Donald | 126 comments Found this interesting biography on Lorna Goodison at University of Minnesota

http://voices.cla.umn.edu/artistpages...


Donald | 126 comments Just started reading this book now, hope to have some members joining in discussions soon


Donald | 126 comments I have now read this book and hope there are few people who have too? Anyone else read this yet?

What did you think about the political context in which the story of Lorna Goodison's family of Harvey River is told? Do you think she went far enough in contextualizing the slavery, and the role Jamaica has played more broadly in keeping diaspora issues Africanized?
I would like to hear members views on this


Beverly Donald wrote: "I have now read this book and hope there are few people who have too? Anyone else read this yet?

What did you think about the political context in which the story of Lorna Goodison's family of Har..."


I am going to read this book. I have gotten behind in my reading. While I am not a fan of memoirs I will be reading this one for several reasons. I have read some of the author's fiction work. I am also of Jamaican descent. The author and I are only a couple of years apart so our mothers were probably born around the same time - am interested in learning about her mother's history.


Beverly Donald wrote: "I have now read this book and hope there are few people who have too? Anyone else read this yet?

What did you think about the political context in which the story of Lorna Goodison's family of Har..."


Hi Donald -

Not quite sure what you mean by "went far enough with contextualizing the slavery and Jamaica's role in keeping Diaspora issues Africanized".

Can you share a couple of your thoughts on these issues - I think I may have an idea on what you mean but want to make sure?

One of the reasons I am not too fond of the memoir genre is that the author gets to write about what they want to share with the reader - which may not be what the author is wanting to hear. And the author can make the topic as broad or as narrow as they want to be.

This book is a memoir/tribute to her mother (and her family story) that goes back 4 generations from the author. I think she was successful in writing an engaging tribute about her mother and the issues/people who influenced her life.


Donald | 126 comments Beverly wrote: "Donald wrote: "I have now read this book and hope there are few people who have too? Anyone else read this yet?

What did you think about the political context in which the story of Lorna Goodison'..."


Hi Beverly,
Thanks for the comment. I agree it is a great account about her family. Real interestin and enjoyed reading this book.
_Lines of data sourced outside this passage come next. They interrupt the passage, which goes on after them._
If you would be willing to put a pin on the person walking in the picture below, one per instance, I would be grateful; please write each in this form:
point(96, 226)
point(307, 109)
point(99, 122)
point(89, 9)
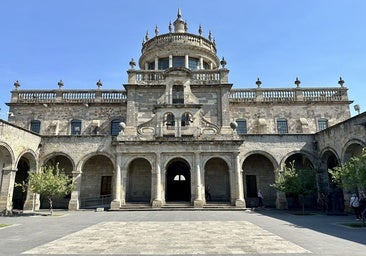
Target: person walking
point(354, 202)
point(260, 199)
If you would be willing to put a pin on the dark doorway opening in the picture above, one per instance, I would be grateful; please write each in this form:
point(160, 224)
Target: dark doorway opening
point(21, 175)
point(178, 182)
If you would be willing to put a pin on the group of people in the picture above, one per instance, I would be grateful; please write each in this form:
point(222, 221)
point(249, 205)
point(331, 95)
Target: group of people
point(358, 204)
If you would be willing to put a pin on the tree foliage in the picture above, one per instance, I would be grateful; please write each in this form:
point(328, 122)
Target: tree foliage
point(50, 182)
point(296, 182)
point(351, 174)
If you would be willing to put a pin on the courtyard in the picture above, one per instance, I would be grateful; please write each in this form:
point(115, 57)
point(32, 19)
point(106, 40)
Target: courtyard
point(209, 232)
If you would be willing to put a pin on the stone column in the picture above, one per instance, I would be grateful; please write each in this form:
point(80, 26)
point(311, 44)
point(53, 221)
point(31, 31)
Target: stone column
point(6, 191)
point(157, 203)
point(198, 202)
point(116, 203)
point(239, 202)
point(74, 203)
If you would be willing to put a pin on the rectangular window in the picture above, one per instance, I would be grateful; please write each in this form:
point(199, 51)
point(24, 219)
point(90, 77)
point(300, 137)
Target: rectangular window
point(193, 63)
point(178, 61)
point(251, 183)
point(106, 185)
point(242, 126)
point(75, 127)
point(35, 126)
point(282, 126)
point(163, 63)
point(322, 124)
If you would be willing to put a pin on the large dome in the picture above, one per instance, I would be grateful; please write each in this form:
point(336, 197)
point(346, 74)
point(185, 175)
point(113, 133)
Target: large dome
point(178, 48)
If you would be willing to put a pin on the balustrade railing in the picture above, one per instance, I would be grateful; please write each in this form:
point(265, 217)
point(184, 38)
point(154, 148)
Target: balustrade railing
point(68, 96)
point(288, 95)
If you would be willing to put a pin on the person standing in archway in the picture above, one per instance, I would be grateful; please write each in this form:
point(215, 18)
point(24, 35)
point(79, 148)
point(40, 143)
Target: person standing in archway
point(260, 199)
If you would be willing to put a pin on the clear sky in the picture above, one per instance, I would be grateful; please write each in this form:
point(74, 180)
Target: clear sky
point(81, 41)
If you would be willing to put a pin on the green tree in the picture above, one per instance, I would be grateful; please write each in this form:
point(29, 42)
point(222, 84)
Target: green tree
point(351, 174)
point(50, 182)
point(296, 182)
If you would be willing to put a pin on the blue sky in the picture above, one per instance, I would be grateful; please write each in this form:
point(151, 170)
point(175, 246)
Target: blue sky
point(81, 41)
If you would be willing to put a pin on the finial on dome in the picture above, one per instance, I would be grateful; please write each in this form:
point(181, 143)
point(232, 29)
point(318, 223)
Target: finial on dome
point(341, 81)
point(180, 26)
point(170, 27)
point(297, 82)
point(223, 62)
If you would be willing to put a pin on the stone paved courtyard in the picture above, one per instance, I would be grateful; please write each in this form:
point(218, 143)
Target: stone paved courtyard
point(167, 238)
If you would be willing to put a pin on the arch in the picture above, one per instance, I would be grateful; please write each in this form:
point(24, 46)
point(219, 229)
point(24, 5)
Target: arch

Also about the life in Harvey River and then the realities of city living (found the contrast interesting, sobering)

I guess you're right that memoirs / autobios are about what is important to the author. And so you really do get that perspective and can perhaps through the text see what's important to the author and or family

I really do appreciate history and political analysis in autobiographies though - hence one of my favorite genres - when the author is able to reflect on the past, giving their views and understandin about their experiences against a broader context. And looking back, ability to speak of the impact of what happened then, on what life is like in that place(s) today.

Honestly, that is what I was hoping to read about (so given I was biased) I guess it was more difficult because although this is autobio/memoir it is more about the mother and siblings than it is about her. If her life life was more part of the book, perhaps she would have more reflections on this.

One of gifts Jamaica brought to the world was reggae and very socially and politically conscious musicians, like Marley, Cliff, Tosh - so I expected more considered reflection if you look at the time period covered.
Must say also found the reflections on Rastafarianism scant and even a lil superficial. But then that's just me and my own bias. These are two things that are strongly identified with Jamaica around the world - so the impact is global.

So in the end I agree with you when you say it was a successful memoir/tribute to her mother (and her family story) that goes back 4 generations.

I am also at a disadvantage perhaps as I have not read any of her other books. The connection to the story of her family might have been stronger for me if had known her work.

Regards, Don


Beverly Don -

I think there are a number of reasons you did not get the reflections on the Rastafarian movement and reggae music that you were looking for.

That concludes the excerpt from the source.